Insurance is one of the keys to addressing the risk of casualty. Tenants need to keep in mind and remind the landlord that they are paying for the insurance through their rent either directly as an Operating Expense or indirectly through its gross rent.
While office leases are drafted by landlords, they impose obligations on the tenant for insurance, but are usually silent on what insurance landlords are required to carry. Savvy tenants need to carefully review this provision with their risk managers and insurance agents to be sure they have adequate coverage as does the landlord. Below is a quick recap of key insurance concepts that should be considered in an office lease.
- All Risk – insures property against loss or damage arising from any casualty with limited exceptions, i.e., Acts of War. The policy should include 100% replacement value.
- Commercial General Liability – commonly carried and required of both parties.
- Workers Compensation – just as landlords will typically require such coverage of tenants, tenants should request same from landlords.
- Business Interruption Insurance – while a requirement by landlords in many leases, it insures the tenant for the direct loss for displacement and indirect damages of loss income as a result thereof. Tenant should carefully review their policy to see what triggers an “interruption” and be sure it is broad enough to cover the myriad reasons denying use.
- Rental Income Insurance – typically required by lenders and carried by almost all landlords, this protects the building’s cash flow in the event of any rent interruption.

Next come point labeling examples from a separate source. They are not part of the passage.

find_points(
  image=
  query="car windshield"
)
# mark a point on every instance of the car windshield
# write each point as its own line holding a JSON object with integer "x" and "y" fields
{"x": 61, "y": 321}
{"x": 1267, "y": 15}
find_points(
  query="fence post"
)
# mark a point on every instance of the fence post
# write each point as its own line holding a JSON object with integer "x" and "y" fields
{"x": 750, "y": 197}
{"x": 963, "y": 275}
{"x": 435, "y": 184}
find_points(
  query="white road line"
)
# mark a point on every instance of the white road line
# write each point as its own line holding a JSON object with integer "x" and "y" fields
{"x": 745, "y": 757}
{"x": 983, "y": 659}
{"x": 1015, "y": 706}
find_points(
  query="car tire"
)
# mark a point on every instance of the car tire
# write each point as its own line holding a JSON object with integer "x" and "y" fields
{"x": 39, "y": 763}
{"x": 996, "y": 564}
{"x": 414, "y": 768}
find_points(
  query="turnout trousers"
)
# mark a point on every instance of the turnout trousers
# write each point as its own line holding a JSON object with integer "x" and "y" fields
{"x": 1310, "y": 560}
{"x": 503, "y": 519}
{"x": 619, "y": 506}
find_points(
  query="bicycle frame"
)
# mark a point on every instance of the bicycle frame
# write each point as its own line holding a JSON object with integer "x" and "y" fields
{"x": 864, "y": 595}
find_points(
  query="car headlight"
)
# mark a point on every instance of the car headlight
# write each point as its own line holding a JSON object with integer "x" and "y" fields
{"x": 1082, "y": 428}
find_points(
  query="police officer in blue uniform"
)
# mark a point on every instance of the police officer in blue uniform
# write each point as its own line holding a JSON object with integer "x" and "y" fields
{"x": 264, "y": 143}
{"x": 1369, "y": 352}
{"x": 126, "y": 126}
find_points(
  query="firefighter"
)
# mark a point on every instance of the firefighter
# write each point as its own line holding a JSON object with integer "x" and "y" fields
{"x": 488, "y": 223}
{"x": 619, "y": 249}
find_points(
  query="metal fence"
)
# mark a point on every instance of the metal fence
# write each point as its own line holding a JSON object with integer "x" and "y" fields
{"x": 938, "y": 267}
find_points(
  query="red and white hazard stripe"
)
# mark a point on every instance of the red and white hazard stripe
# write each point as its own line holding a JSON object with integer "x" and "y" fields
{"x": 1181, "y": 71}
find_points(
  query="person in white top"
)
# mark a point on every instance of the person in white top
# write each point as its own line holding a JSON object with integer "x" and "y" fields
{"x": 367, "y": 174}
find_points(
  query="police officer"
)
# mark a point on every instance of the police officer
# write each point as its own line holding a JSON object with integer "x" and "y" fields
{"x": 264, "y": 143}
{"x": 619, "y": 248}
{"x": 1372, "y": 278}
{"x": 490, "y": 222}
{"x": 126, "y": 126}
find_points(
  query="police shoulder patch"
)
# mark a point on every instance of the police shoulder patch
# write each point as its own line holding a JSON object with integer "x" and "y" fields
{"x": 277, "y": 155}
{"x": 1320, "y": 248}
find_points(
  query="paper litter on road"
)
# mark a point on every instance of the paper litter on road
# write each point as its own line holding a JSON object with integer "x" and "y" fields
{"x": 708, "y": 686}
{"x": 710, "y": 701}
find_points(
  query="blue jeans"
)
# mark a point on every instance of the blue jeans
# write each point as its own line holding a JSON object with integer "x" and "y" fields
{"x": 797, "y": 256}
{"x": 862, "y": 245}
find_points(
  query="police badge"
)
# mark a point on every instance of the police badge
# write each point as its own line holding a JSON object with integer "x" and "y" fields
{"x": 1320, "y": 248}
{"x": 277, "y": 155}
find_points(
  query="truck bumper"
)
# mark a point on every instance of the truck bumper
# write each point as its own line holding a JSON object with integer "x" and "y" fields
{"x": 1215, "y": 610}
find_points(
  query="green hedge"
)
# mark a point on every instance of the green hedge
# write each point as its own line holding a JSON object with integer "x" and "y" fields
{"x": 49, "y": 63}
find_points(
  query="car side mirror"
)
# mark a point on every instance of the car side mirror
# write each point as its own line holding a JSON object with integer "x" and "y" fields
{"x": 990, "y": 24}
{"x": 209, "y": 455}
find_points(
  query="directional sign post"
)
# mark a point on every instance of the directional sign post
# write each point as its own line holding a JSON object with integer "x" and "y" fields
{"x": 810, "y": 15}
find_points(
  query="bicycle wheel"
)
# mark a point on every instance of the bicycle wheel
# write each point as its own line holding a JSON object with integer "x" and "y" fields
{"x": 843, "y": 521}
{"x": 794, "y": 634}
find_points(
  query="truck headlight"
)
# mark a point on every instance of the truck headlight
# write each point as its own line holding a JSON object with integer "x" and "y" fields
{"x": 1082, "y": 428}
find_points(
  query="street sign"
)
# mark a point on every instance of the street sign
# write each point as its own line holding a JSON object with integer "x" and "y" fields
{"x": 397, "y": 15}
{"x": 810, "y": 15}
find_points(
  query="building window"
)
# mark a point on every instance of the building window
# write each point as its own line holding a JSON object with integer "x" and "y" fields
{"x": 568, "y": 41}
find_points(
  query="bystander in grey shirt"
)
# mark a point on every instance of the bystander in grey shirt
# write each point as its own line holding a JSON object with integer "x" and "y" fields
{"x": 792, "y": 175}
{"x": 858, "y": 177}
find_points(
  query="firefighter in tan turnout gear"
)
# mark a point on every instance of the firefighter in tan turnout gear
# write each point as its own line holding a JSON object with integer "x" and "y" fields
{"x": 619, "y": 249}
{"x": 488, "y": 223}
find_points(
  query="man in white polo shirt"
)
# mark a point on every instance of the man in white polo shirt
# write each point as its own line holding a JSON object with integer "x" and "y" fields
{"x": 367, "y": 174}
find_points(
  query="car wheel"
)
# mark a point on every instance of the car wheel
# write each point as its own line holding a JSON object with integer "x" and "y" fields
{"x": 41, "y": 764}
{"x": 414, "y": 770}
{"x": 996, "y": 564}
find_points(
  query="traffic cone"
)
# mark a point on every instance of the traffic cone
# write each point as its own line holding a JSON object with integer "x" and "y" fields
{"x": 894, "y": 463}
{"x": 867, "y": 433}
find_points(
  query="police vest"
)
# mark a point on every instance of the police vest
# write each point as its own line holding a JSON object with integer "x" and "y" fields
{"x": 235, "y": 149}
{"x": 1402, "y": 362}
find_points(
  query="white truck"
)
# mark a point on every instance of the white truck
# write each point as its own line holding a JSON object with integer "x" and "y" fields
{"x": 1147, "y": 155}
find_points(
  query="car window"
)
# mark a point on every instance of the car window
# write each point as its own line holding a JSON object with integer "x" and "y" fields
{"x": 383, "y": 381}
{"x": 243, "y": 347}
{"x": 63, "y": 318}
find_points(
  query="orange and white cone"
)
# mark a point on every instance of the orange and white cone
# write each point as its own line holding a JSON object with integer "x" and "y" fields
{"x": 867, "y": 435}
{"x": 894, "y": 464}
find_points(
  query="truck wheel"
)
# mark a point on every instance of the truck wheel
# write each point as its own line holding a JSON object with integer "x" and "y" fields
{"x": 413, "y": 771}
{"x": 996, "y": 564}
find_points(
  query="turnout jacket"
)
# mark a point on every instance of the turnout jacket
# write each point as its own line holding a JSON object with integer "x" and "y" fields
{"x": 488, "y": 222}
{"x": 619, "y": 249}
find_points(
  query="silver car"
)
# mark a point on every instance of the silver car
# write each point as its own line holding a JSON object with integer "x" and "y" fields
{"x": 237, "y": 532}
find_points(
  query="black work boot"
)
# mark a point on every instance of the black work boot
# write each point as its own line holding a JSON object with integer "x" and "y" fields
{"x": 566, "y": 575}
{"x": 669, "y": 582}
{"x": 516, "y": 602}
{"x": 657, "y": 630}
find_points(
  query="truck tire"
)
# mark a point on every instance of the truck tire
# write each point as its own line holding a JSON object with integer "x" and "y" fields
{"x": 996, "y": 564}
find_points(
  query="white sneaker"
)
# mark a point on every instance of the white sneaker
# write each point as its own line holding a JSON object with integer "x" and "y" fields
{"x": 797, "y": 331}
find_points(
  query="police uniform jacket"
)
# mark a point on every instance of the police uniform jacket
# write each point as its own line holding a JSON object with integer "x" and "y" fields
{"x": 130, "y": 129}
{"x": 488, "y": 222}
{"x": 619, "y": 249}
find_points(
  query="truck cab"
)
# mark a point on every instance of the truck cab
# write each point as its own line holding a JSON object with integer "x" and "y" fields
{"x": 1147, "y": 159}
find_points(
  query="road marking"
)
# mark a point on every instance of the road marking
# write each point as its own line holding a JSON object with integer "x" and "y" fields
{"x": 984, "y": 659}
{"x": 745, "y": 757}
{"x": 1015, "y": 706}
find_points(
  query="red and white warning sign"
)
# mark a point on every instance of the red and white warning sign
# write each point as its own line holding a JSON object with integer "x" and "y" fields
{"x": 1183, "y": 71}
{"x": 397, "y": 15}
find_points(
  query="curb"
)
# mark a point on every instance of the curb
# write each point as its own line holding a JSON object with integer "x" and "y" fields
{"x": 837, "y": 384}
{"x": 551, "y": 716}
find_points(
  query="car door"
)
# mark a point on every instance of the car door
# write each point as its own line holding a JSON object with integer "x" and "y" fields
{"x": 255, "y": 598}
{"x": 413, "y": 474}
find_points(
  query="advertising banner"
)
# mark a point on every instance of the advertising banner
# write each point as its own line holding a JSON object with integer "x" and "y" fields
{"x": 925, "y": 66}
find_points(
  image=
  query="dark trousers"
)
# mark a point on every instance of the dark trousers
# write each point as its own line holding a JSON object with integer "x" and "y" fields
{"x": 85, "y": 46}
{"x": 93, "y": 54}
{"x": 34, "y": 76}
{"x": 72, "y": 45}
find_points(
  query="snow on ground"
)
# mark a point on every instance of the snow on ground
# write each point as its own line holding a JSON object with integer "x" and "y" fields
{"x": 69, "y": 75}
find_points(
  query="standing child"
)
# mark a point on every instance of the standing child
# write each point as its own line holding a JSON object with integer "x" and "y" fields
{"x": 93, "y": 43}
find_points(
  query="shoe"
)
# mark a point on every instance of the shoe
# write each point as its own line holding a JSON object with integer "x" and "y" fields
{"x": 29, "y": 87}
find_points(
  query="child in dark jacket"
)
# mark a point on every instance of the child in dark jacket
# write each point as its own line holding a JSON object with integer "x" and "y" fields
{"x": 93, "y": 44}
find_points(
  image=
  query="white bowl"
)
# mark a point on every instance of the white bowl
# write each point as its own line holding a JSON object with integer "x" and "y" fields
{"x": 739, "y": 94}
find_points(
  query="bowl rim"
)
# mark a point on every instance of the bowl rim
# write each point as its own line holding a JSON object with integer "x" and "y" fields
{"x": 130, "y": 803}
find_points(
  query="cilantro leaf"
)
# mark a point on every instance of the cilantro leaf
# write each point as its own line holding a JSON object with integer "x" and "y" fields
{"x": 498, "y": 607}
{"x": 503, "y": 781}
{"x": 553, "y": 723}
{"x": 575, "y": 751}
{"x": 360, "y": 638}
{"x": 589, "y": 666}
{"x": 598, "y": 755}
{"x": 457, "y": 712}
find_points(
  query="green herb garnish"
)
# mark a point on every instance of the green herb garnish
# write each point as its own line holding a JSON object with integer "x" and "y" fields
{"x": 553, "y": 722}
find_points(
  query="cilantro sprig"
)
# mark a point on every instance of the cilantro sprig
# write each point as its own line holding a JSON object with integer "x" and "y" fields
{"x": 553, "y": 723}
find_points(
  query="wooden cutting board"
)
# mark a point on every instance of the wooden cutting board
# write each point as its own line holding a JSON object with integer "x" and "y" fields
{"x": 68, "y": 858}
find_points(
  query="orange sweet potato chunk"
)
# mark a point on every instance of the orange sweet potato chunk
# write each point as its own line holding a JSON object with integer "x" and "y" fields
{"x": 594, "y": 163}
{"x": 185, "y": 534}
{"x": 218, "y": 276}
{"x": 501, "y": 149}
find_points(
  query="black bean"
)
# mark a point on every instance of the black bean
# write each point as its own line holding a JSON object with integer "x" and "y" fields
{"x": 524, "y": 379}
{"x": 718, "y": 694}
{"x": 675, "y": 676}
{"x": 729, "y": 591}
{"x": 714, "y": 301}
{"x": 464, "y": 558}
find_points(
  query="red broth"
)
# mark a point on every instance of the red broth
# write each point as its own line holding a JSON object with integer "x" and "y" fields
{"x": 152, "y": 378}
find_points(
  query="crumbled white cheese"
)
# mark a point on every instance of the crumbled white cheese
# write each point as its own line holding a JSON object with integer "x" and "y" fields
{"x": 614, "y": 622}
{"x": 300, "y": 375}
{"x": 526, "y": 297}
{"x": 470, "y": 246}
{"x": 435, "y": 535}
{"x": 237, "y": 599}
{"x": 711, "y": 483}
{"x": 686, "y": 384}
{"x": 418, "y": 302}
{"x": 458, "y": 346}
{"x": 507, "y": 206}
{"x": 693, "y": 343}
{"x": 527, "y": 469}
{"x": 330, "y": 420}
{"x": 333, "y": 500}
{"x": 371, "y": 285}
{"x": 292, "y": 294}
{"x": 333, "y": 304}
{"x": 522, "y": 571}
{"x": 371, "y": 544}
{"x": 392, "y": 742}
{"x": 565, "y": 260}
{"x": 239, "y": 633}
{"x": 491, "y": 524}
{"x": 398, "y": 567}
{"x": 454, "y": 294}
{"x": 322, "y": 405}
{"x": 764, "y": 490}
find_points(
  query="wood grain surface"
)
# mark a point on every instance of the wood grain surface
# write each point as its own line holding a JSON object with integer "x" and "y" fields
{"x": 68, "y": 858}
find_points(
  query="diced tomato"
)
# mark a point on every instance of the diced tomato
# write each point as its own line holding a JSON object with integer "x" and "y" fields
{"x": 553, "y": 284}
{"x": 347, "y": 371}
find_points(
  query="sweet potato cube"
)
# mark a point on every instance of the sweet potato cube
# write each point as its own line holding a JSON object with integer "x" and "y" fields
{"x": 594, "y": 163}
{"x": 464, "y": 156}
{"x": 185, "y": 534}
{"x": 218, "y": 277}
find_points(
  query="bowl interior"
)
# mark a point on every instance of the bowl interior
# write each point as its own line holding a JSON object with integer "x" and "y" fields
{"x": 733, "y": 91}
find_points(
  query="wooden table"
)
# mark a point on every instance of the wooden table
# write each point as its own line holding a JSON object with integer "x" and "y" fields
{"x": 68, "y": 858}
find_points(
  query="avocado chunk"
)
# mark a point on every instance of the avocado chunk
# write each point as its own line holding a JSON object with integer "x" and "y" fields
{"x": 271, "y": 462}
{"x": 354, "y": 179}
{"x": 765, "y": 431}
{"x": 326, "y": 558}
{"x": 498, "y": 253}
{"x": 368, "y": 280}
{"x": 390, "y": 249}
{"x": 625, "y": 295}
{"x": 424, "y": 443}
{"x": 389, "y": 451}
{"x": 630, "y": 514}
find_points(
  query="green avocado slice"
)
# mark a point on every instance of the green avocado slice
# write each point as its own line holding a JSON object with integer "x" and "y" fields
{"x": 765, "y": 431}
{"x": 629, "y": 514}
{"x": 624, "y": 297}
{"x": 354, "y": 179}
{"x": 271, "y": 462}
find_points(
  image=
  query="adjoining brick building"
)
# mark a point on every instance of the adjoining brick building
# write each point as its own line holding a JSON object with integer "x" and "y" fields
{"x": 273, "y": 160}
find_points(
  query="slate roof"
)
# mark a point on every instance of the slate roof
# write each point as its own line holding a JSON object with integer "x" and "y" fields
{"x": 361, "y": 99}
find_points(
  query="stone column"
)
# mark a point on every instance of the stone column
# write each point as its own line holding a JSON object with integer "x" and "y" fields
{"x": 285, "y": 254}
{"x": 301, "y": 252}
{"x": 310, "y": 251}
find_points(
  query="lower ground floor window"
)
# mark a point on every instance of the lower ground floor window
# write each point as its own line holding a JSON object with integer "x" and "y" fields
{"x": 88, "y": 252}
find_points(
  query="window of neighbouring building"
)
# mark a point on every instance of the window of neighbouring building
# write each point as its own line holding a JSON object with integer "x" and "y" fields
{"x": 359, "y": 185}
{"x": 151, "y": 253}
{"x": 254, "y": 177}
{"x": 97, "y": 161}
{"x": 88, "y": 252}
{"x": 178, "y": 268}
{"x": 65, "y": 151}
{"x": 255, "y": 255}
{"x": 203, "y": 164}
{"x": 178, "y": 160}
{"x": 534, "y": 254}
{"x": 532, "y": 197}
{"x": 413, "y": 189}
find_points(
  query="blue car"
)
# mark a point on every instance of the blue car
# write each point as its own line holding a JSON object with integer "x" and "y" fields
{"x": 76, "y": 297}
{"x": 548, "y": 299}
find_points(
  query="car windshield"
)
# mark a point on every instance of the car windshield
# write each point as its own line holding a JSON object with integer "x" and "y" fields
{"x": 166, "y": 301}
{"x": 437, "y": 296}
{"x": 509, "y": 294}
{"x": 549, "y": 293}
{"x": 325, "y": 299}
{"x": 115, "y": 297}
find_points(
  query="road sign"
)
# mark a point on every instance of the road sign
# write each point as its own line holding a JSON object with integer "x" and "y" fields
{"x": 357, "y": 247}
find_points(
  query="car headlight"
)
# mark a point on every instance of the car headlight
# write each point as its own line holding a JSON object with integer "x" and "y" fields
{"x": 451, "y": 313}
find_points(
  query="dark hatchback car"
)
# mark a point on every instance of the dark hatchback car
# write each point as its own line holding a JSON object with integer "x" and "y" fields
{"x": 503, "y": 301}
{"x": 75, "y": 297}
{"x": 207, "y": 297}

- Waiver of Subrogation: What is it? Why waive it? Subrogation means that in the event of an insured loss, the insurance company steps into the shoes of the policy holder can file a lawsuit against the party causing the loss. While that is common in a consumer setting (i.e., auto insurance), it is waived in commercial leases to minimize duplication of insurance coverage and costs. In other words, the parties simply look to their insurance companies for coverage and, at no cost, can obtain waivers of subrogation from their carriers.
- Insuring the Leasehold Improvements. There’s not much uniformity on this issue; however, landlords should insure the leasehold improvements (for a typical office space) since the improvements belong to the landlord and it is more efficient for the landlord to cover all leasehold improvements from both a cost and implementation perspective.
- Other insurance considerations.
- Terrorism – does the landlord’s policy cover acts of terrorism?
- Self Insurance – where appropriate, either party may wish to self-insure; but there needs to be a requirement that such party meets a certain net worth standard. If not, they need to adhere to the scope of insurance coverage under the lease.
- Deductibles – each party wants flexibility on deductibles, particularly national tenants where it is difficult to have one office with a different deductible, there needs to be some reasonableness as to the amount. Tenants do not want the landlord to be able to pass-through big deductibles as part of Operating Expenses.
- Insurance Company’s credentials – while landlords typically impose an A.M. Best rating requirement for tenant’s insurer, tenants should request the same of the landlord’s insurer.
- Primary – whose insurance takes precedence
- Named Insured – additional parties – be careful of the over inclusive list.
- Certificate of Coverage – have your insurance agent ready to produce the certificate of insurance as required under the lease. Likewise, the tenant may want to ask same of landlord where warranted.
- Indemnification Provisions – be sure they are not too broad to contradict insurance provisions including waivers of subrogation.